Nachdem schließlich alle gemeinsam Fußball auf dem Hof spielten, forderten sie übermütig ihre Ausbilder auf ein Beachvolleyball-Match heraus, bei dem die Erwachsenen der Jugend zwar zahlenmäßig deutlich unterlegen, taktisch und technisch aber natürlich besser ausgestattet waren und so in beiden Spielen einen eindeutigen Sieg einbrachten, wobei auch die Jugendfeuerwehr guten Einsatz gezeigt hat!

Um 22 Uhr war Nachtruhe angesagt und alle fielen vom Tag geschafft in die Betten.
Gut ausgeschlafen hieß es am Sonntagmorgen um 6:00 Uhr Aufstehen, Schlafraum aufräumen und Frühstück vorbereiten.
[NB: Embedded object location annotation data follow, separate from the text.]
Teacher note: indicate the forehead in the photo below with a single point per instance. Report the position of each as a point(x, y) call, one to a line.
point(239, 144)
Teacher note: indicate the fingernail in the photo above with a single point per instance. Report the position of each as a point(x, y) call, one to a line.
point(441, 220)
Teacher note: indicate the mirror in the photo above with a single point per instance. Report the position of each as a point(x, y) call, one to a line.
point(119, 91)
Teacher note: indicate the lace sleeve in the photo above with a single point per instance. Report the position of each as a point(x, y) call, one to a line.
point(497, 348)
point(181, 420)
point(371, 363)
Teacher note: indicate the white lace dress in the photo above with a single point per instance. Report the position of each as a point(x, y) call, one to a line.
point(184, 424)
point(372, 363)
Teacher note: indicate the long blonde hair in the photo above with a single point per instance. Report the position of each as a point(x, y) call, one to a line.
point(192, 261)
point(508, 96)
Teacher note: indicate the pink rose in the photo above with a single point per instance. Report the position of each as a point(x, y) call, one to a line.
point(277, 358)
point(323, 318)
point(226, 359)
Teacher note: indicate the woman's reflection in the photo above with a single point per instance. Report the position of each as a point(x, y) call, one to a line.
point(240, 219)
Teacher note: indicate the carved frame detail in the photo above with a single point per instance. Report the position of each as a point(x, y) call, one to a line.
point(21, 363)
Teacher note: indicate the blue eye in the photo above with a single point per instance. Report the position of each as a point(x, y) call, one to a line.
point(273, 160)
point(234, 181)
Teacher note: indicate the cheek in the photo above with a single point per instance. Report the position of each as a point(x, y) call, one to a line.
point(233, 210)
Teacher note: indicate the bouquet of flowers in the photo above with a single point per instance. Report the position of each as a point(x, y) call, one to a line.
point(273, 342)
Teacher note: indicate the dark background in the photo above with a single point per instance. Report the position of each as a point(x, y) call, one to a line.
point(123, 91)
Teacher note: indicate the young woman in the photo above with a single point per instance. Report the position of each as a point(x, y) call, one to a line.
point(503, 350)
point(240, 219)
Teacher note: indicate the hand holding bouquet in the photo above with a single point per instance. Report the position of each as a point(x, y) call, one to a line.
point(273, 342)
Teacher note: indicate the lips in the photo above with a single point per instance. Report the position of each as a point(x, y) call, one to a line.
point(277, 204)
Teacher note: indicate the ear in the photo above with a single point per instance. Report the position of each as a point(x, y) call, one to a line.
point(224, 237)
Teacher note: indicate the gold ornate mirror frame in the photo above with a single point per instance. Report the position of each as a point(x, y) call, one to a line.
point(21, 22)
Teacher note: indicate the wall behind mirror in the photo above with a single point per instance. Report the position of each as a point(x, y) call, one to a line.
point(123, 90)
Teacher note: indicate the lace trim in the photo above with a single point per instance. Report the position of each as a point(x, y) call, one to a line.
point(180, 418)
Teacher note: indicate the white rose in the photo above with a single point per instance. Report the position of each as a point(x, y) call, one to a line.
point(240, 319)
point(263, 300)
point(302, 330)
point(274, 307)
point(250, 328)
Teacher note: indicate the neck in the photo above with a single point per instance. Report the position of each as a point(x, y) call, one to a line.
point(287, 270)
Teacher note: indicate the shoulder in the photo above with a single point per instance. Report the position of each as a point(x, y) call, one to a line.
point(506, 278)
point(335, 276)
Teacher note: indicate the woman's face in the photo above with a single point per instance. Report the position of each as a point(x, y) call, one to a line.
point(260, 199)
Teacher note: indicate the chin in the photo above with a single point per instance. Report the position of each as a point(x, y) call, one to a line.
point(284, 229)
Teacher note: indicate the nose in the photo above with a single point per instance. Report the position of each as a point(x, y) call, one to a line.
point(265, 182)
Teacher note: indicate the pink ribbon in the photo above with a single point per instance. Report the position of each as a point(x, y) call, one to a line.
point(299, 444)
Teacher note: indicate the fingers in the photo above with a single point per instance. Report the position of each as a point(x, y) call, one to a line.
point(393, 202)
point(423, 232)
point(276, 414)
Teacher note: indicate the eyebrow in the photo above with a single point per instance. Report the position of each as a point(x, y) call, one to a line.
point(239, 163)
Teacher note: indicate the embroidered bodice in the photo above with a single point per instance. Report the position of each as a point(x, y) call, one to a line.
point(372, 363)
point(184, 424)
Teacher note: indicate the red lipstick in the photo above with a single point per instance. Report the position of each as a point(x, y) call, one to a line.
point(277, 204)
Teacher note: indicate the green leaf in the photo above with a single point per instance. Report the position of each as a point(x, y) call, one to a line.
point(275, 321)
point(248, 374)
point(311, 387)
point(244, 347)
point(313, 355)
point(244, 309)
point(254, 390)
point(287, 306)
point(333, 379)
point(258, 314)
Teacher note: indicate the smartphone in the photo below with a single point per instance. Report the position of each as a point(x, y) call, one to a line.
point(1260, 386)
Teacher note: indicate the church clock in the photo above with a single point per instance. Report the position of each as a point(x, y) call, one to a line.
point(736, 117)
Bevor jedoch der Sturm auf Brötchen, Marmelade und Wurst begann, fand noch eine kurze Frühsport-Sequenz statt – 3 Runden um das Feuerwehrgelände laufen.

 

Etwa 8:30 Uhr ging dann der letzte Notruf ein: 2 Pilzsammlerinnen hatten sich irgendwo im Wald am Augustabad verlaufen. Der gesamte Jugendfeuerwehr-Zug machte sich auf den Weg. Vor Ort wurden sie von der Polizei eingewiesen. Nach anfänglichen Schwierigkeiten, eine geordnete Suchkette zu bilden, gaben die beiden Gruppenführer dann doch klare Anweisungen und sehr schnell wurde auch die erste Person gefunden, die wohlauf war und erzählte, dass sich auch noch ein Freund, also ein dritter Vermisster im Wald befand. Die Frau wurde zum Sammelpunkt an den Fahrzeugen gebracht und die Suche fortgesetzt. Es dauerte nicht lange, bis die Suchmannschaft auch die 2. Pilzsammlerin an einem Baum sitzend entdeckte. Als sie jedoch zum Waldweg begleitet wurde, stürzte sie unglücklich und zog sich scheinbar eine Unterschenkelfraktur am rechten Bein zu. Gut vorbereitet konnten die Jugend-Kameraden sie mithilfe des mitgeführten Erste-Hilfe-Kastens erstversorgen, während ein weiterer zum Fahrzeug eilte, um das Tragetuch zu holen. Ein RTW wurde an die Einsatzstelle nachgefordert. Zur selben Zeit sahen einige aus der gestoppten Suchkette, dass sich im Dickicht, nicht weit entfernt, jemand bewegte – auch der letzte Vermisste wurde gefunden, unverletzt. Die gesamte Mannschaft kehrte geschlossen mit den beiden Personen zu den Fahrzeugen zurück und übergab die 3 Waldläufer an Rettungsdienst und Polizei.

 

An der Wache wurden dann die Fahrzeuge einsatzbereit gemacht, die Ordnung wiederhergestellt und alle freuten sich nach diesem erlebnisreichen Wochenende um 11 Uhr auf einen sonnigen Restsonntag, bevor es am Montag wieder in die Schule ging.
So endete der Berufsfeuerwehrtag nach 28 Stunden.

 

Wir bedanken uns vielmals bei allen Helfern und Supportern für die super Unterstützung, ohne die so eine Aktion natürlich niemals möglich wäre!